In his widely read essays, Halley applied Foucault’s essay "Discipline and Punish" and Baudrillard’s text, "Simulations" to his own theses and their visual expression: a devilishly iconoclastic vocabulary of squares, rectangles, and connective conduits, garishly colored and laden with the ceiling-popcorn material known as Roll-a-tex. Beginning in 1981, Halley painted prison bars inside the hitherto sacrosanct modernist square and rectangle so exalted by the likes of Piet Mondrian and Barnett Newman. These prisons (and other, barless squares and rectangles, which Halley dubbed “cells”) willfully literalized forms that modernism once held up as spiritual ideals.
It is this same barred, rectilinear motif that Halley deploys in the installation "Prison." The venue is apt. As one of Portland’s most sociable spaces, Disjecta lends itself to this exploration of space and the social. Wrapping around three long walls inside the soaring, barn-like exhibition hall, a smooth, seemingly seamless stretch of prison-patterned appliqué unfurls. With tongue not quite fully in cheek, the artist calls it “wallpaper.” Two adjacent walls, bare except for yellow DayGlo paint, are dappled with colored directional light, which lends acidic, post-nuclear atmospherics, in keeping with Halley’s Pop-influenced predilection for technological, rather than natural, light. Stacked one upon one another like an infinitude of tiger cages, the prisons exert a collective intimidation that verges on the sadistic.
After spending some time in the space, however, viewers may find their initial experience of confinement and dread yielding to feelings of expansion and amphetamenic rush, induced by the frenetic moiré effects of myriad repeated vertical and horizontal lines. The psychological and visceral experience continues to pivot between oppressiveness and exuberance in a whiplash of Charles Jencksian double-coding. On one hand, the prisons seem to metastasize as if on some sinister manifest destiny pulled from the pages of science fiction: the hive mind of "Star Trek’s" Borg, "The Matrix’s" vast network of fluid-filled pods, and the exponentially replicating monoliths of Arthur C. Clarke’s "2010: Odyssey Two."

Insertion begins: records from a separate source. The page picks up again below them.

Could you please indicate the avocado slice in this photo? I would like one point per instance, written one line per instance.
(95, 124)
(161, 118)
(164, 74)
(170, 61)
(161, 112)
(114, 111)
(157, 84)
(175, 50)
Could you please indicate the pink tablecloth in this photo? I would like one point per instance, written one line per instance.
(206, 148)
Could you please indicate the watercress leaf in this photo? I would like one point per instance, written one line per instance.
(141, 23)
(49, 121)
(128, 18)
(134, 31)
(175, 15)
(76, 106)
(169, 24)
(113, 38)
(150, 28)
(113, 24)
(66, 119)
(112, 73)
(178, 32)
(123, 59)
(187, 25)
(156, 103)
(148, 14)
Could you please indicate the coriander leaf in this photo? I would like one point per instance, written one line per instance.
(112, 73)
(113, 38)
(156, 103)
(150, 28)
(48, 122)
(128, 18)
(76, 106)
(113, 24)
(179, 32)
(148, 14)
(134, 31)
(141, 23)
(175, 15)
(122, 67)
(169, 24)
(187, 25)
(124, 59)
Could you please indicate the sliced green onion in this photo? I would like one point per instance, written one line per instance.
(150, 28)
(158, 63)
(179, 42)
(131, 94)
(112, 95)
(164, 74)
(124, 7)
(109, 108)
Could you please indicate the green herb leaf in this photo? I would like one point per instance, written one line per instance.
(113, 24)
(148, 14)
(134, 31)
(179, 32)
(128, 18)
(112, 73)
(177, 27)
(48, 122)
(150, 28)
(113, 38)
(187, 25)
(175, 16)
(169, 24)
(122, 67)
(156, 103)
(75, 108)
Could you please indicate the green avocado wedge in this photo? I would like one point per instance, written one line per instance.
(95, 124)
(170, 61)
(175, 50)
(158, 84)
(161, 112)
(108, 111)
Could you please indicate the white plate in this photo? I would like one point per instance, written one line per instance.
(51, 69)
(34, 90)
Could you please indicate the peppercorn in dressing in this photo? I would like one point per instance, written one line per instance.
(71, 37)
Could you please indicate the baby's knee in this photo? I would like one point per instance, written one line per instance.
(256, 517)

Conversely, they emanate a wonky good cheer — perhaps even a downright cuddly-cute, stuffed-animal adorability — that flows from Halley’s particular strain of absurdist humor. Perhaps the prisons are more Tribbles than Borg. Either way, opening-night viewers who traversed the space, noshing brie, sipping bad Chardonnay, found themselves turned into players in the codified semiotic game of social and aesthetic intercourse. Whereas Halley’s acrylic paintings present discrete diagrams of contemporary experience, "Prison" expands into vaulting architectural space, rendering the exhibition hall itself a life-sized simulacrum indistinguishable from reality, with viewers the unwitting or complicit pawns in their own corralling. This adds up to an exhilarating, unsettling immersion.